Program Manager Paula Bingham works with PHAs to improve HCV programs and increase participant and landlord satisfaction.

Once applicants have been accepted into the Housing Choice Voucher Program (HCVP), they may feel overwhelmed by program rules and what happens next. A comprehensive HCVP briefing is vital to participant success. Quadel program manager, Paula Bingham, discusses how PHAs can ensure briefings meet the needs of participants below.

Understand the PHA’s Role and Responsibility

Most importantly, participants are given their housing vouchers at program briefings. It is the PHA’s responsibility to be sure each participant knows what steps to take to use the housing voucher successfully. Program rules must be covered including those specified by HUD. Bingham notes that a large amount of information must be digestible.

“Some participants may be familiar with the program, but most will not,” Bingham said. “The topics covered include the three-way partnership between the PHA, the landlord, and the voucher participant, and the responsibilities of each; how the voucher size was determined and payment standards; how and where to search for a unit; how the tenant portion of the rent is calculated; the inspection process; annual recertifications and interim reporting requirements. It’s important for briefing attendees to know the importance of following the program rules, and if they have questions or concerns, the PHA will do its best to provide clear information and when needed, refer them to available resources to succeed.”
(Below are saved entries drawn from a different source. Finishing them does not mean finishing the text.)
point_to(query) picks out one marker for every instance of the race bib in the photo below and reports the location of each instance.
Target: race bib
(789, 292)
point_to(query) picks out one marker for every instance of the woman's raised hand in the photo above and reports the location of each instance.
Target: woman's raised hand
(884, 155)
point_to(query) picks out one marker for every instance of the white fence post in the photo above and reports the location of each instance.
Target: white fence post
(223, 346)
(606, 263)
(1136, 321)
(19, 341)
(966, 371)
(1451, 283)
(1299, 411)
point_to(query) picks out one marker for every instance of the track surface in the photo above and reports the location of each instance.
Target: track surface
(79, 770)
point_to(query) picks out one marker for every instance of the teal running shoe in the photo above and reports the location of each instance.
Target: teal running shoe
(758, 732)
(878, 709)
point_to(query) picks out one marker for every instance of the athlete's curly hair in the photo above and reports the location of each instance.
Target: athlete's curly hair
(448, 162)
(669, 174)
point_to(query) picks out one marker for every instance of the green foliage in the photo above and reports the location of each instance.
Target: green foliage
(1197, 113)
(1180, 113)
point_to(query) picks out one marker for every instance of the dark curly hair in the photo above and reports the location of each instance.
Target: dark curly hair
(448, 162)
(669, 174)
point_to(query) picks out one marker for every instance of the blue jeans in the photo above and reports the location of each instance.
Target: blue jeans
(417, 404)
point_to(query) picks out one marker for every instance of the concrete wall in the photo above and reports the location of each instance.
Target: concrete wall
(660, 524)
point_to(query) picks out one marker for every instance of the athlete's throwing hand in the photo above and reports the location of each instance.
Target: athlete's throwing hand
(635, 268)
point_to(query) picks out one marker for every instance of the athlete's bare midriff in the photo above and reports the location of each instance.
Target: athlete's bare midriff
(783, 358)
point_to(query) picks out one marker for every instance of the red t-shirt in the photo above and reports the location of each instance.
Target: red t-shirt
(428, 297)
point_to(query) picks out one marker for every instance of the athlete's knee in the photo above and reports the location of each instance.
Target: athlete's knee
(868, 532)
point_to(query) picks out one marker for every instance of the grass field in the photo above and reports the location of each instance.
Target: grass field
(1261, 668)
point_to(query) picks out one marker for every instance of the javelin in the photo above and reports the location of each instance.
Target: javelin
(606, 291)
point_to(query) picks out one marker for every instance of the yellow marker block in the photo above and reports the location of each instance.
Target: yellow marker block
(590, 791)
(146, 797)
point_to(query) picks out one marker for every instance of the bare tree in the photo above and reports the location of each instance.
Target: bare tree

Use Visual Aids to Explain the Information

HCV briefing information is vital to understand. Technical program regulations, rules, and industry jargon can confuse those new to the program. The best briefings must be offered in a variety of methods fit for adult learners. While many PHAs prefer in-person briefings, others may use video conferencing, telephone, and recorded briefings. Visual aids such as PowerPoints or videos engage the audience and help attendees retain information. Additionally, recorded briefings allow participants 24/7 access to important information they can reference as needed.

“We have all learned how to function in a virtual environment, but I still believe there is a place for in-person briefings when PHA’s can do so. Utilizing a professional effective presentation is necessary when sharing information about the program,” Bingham said.  “When doing in-person briefings, I also welcome questions throughout the presentation unless it is only relevant to that one individual. In that case, I make myself available for personal situation questions after the briefing is over.”

Be Aware of the Individual Needs of Briefing Attendees

Bingham noted that she starts each briefing by stating no one should leave before all of their questions are answered. Briefing attendee backgrounds are just as diverse as the communities PHAs serve. Those conducting the briefing must understand each person’s situation and any special requirements.

“While there is some information that is required to be covered in a voucher briefing, the challenge is to determine just how much additional information is needed based on the particular group,” Bingham said. “Are the vouchers being issued to homeless individuals/families? Is anyone a veteran? Are any attendees aging out of foster care? Is anyone being displaced due to a public housing demo? These are all situations to be aware of,” Bingham said. “If the FSS program or Homeownership is an option, I spend a little extra time talking about the advantages and the importance of working toward self-sufficiency.”